Acórdãos STA

Acórdão do Supremo Tribunal Administrativo
Processo:0499/09
Data do Acordão:10/14/2009
Tribunal:2 SECÇÃO
Relator:MIRANDA DE PACHECO
Descritores:RECLAMAÇÃO GRACIOSA
PRAZO
RECLAMAÇÃO NECESSÁRIA
AUTOLIQUIDAÇÃO
ERRO
Sumário:I - Em caso de erro na autoliquidação, como acontece quando o erro é cometido pelo contribuinte no apuramento da matéria colectável com base na respectiva declaração de rendimentos, será de dois anos o prazo para deduzir reclamação graciosa após apresentação dessa declaração (artigo 131.º, n. 1 do CPPT).

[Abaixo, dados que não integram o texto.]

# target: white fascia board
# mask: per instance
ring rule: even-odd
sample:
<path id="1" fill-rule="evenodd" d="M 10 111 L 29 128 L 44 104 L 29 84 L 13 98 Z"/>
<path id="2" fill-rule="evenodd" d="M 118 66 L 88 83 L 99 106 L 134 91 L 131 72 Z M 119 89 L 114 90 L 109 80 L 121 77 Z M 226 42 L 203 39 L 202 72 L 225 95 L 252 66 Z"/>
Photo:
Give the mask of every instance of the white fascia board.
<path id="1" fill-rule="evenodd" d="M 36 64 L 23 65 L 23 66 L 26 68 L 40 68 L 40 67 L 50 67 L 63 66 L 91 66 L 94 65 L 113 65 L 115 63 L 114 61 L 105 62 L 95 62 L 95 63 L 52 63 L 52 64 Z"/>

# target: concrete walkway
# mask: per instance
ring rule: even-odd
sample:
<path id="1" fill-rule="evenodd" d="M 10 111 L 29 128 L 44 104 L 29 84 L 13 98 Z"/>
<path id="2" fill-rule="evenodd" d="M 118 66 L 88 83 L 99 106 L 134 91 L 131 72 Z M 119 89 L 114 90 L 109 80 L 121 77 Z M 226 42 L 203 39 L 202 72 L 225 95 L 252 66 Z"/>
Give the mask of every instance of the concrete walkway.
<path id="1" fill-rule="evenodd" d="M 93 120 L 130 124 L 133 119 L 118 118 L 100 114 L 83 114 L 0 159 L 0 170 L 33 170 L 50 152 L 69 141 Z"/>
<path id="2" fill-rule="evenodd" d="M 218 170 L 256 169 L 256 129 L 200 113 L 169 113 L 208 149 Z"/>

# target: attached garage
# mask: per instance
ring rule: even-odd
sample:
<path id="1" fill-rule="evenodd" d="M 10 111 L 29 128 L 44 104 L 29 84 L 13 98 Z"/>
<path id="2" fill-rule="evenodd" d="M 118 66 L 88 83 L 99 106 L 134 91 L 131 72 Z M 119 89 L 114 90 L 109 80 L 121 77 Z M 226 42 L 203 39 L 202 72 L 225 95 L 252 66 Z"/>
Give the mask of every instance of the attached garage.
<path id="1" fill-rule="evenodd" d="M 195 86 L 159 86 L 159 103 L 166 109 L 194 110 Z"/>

II - O erro na autoliquidação integra eventual erro de contabilização cometido na escrita do contribuinte e não apenas o erro de transcrição da contabilidade para a declaração onde é efectuada a autoliquidação.

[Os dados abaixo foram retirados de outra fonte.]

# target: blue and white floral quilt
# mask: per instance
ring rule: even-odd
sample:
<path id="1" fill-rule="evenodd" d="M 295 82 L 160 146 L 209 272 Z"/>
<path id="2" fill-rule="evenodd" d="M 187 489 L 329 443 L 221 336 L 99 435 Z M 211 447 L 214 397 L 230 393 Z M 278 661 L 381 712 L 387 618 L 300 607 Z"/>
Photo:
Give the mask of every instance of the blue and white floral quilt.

Nº Convencional:JSTA00066021
Nº do Documento:SA2200910140499
Data de Entrada:05/07/2005
Recorrente:A...
Recorrido 1:FAZENDA PÚBLICA
Votação:UNANIMIDADE
Meio Processual:REC JURISDICIONAL.
Objecto:SENT TAF BEJA PER SALTUM.
Decisão:PROVIDO.
Área Temática 1:DIR PROC FISC GRAC - RECL ORDINÁRIA.

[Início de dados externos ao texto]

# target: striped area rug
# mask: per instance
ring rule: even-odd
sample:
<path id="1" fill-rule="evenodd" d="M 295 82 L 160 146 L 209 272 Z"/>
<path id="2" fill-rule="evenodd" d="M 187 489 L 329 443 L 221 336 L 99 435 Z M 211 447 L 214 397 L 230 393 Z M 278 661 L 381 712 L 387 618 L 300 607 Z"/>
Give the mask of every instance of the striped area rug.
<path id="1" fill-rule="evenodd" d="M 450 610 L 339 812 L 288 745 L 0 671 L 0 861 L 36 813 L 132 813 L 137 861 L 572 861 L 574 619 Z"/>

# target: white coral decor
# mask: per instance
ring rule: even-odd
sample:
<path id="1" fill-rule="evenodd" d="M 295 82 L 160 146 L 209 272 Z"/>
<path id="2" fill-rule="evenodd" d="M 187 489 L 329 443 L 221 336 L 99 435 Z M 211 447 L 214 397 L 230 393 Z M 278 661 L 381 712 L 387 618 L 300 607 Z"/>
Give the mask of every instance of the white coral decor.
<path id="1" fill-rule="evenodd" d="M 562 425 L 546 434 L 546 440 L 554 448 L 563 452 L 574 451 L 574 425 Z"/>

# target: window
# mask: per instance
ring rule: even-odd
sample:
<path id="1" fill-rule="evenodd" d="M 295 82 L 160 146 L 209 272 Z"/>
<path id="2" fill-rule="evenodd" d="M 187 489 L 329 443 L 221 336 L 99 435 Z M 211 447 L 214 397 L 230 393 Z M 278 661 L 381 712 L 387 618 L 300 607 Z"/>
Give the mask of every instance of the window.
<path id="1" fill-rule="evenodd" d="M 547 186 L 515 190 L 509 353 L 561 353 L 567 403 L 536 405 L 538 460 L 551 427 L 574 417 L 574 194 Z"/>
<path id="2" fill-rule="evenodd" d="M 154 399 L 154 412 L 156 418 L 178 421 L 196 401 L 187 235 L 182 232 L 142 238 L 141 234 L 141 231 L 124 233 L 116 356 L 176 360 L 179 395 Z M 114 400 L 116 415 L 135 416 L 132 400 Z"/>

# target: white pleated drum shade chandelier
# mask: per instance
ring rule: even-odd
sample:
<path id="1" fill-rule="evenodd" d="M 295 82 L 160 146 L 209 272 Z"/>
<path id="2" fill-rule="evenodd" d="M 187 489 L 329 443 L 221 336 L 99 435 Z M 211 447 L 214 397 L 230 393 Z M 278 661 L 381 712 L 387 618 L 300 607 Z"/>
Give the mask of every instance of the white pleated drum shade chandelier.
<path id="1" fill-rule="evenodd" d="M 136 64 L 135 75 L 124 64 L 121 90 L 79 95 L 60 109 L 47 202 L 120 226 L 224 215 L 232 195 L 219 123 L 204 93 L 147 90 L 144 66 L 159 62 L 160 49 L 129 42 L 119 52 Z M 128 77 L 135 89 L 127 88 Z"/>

Legislação Nacional:CIRC88 ART83 N1 A.
CPPTRIB99 ART70 N1 ART131 N1.
Jurisprudência Nacional:AC STA PROC585/04 DE 2004/09/29.
Aditamento:
Texto Integral: Acordam na Secção do Contencioso Tributário do Supremo Tribunal Administrativo:
1 – A..., com os sinais dos autos, não se conformando com a decisão do Tribunal Administrativo e Fiscal de Beja, que julgou improcedente a impugnação judicial que deduziu da autoliquidação de IRC, constante da sua declaração periódica de rendimentos relativa ao exercício de 2002, no montante de € 54.685, 82, em consequência do que absolveu a FP do pedido, dela vem interpor o presente recurso, tendo formulando as seguintes conclusões:
i. A Douta Sentença recorrida ao fixar a matéria de facto, identificou que o subsídio do INGA no valor de € 76.912,09 foi lançado em duplicado na contabilidade da Recorrente: “ambas as partes estão de acordo que houve um erro por parte da contribuinte, que relevou duas vezes a mesma receita”;
ii. Mas, embora no mérito, a Douta Sentença recorrida reconhece os fundamentos do pedido da Recorrente, em questão prévia, detecta que a Reclamação Graciosa teria sido apresentada intempestivamente, nos termos do art.º 70°, n.º 1 do CPPT, o que constitui motivo para o julgamento da improcedência da acção;
iii. Porque o erro que gerou o aumento da base tributável e, consequentemente, o excesso de liquidação deriva de equívoco na autoliquidação, a norma aplicável quanto aos prazos, para os meios de defesa do contribuinte é o art. 131.° do CPPT;
iv. Logo, há erro de julgamento quanto à determinação da norma aplicável à presente situação, já que o regime geral previsto no art. 70, n.º 1 do CPPT é inaplicável in casu;
v. Efectivamente, quer a Reclamação Graciosa, quer a Impugnação Judicial foram atempadamente deduzidas, de acordo com o disposto no art.° 131.° do CPPT;
vi. Portanto, já que não há dúvidas que a Recorrente registou duas vezes a mesma receita como também cumpriu todos os prazos legalmente previstos para a revisão do acto de liquidação, é necessário reconhecer a procedência da acção, com a reforma da Douta Sentença Recorrida.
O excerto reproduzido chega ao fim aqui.